Two old, huge walnut trees, erect like sentinels, offered deep shade for the whole area around the house, a rich harvest of delicious walnuts every fall, while the fresh, fragrant leaves, scattered under the beds kept insects away. Those same leaves, once dried and boiled in a dark-brown tea, offered an excellent rinse for my hair, making it lustrous and silky, accentuating the red, chestnut streaks in it, while smelling fresh and natural.

The broken limbs, turned into a rustic table with two benches, next to the open-fire stove (all Grandpa's handiwork), offered a favorite spot for the family meals and repose.

About one hundred feet or so, up the hill, led a path to the "upper quarters." That was another, simple but more contemporary house with a leveled roof for sunbathing. Always neatly whitewashed, it had been built by Grandpa after we children were born. That's where we spent many happy summers during our growing years. Our mother was there with us, while father would come through the weekends.
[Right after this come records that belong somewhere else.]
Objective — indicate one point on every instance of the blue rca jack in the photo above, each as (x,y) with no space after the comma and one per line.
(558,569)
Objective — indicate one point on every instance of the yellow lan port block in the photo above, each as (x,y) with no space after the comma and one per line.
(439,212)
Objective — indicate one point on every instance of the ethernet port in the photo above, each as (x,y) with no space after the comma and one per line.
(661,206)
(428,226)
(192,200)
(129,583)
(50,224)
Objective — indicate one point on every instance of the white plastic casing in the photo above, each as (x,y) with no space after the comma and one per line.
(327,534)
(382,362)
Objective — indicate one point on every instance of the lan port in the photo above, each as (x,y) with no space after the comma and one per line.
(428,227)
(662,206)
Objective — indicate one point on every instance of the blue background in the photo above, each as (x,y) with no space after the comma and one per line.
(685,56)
The path between "the lower" and "the upper quarters" looked like a rich tunnel created by the heavy mass of blooming wild roses, reminding me of the story "Sleeping Beauty." The whole area was enwrapped in heavy, intoxicating aroma of mixed flowers, herbs, and ripe fruits. The overpowering noise of the humming bees feeding on the sweet nectar, the chirping birds and the busy crickets joined in a natural orchestration added to the almost too-intense-to-be-real beauty of the place.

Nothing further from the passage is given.